As noted back on page one of this topic, each one of his boys currently has two accounts each, they only need one account and by the rules of AGR are only allowed to have one account each. This is why Printman is closing accounts, to get rid of the second unneeded account. My reason for suggesting however that he wait until the points from the first trip post, is to prevent AGR from closing the wrong account. If he calls up now and both accounts for each child have a zero balance, there is always a chance that the agent closes the wrong account. If one account has points in it, then it's far less likely that the agent accidentally closes the wrong account.
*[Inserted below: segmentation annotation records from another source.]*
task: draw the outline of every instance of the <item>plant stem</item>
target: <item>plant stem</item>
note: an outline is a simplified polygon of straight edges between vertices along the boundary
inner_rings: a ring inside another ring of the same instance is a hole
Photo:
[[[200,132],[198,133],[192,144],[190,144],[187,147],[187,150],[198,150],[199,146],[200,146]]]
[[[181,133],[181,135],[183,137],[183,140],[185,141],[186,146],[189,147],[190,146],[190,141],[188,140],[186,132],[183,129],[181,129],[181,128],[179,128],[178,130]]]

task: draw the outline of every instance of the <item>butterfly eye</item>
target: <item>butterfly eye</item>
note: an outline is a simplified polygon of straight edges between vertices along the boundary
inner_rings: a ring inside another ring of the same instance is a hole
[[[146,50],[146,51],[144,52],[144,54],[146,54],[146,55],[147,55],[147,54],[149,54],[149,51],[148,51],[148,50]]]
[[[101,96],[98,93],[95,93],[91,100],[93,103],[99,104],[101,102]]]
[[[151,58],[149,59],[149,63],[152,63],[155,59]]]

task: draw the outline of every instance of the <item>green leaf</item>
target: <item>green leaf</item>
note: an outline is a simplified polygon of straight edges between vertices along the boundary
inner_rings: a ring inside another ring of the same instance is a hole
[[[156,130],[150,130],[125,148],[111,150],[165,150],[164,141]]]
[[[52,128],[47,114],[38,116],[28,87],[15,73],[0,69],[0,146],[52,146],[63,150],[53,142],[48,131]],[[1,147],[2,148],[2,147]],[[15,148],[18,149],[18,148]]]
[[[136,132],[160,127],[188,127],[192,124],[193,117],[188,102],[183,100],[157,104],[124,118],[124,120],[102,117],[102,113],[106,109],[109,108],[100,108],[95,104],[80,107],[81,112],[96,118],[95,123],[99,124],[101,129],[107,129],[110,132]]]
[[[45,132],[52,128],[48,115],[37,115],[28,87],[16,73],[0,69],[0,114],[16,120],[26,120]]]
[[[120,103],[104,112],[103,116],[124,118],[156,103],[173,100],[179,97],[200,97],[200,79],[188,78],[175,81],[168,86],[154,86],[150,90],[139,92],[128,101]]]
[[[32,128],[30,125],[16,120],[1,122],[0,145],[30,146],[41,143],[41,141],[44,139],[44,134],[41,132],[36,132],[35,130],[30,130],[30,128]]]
And the wrong account is the one where Printman did a referral, which will net both the child and Printman 500 points each.


----------



## John Bredin (Mar 15, 2009)

AlanB said:


> John,
> As noted back on page one of this topic, each one of his boys currently has two accounts each, they only need one account and by the rules of AGR are only allowed to have one account each. This is why Printman is closing accounts, to get rid of the second unneeded account. My reason for suggesting however that he wait until the points from the first trip post, is to prevent AGR from closing the wrong account. If he calls up now and both accounts for each child have a zero balance, there is always a chance that the agent closes the wrong account. If one account has points in it, then it's far less likely that the agent accidentally closes the wrong account.
> 
> And the wrong account is the one where Printman did a referral, which will net both the child and Printman 500 points each.


Sorry. I didn't realize until reading much more closely (after your posting quoted above) that the new accounts *printman2000* referred to in post 17 were separate from the new accounts he mentioned in the very first post.


----------



## AlanB (Mar 15, 2009)

John Bredin said:


> Sorry. I didn't realize until reading much more closely (after your posting quoted above) that the new accounts *printman2000* referred to in post 17 were separate from the new accounts he mentioned in the very first post.


No worries.


----------



## printman2000 (Mar 26, 2009)

So, I got my boys signed up through the referral bonus. I also called Amtrak and added their AGR numbers to all of our reservations.

Today, all the bonus points from our trip in 3/16 have posted. They each got their enrollment bonus (500) plus their rail travel (100).

I got the referral bonus for both (1000), however, my rail points have not posted yet.

Thanks for everyone's help.


----------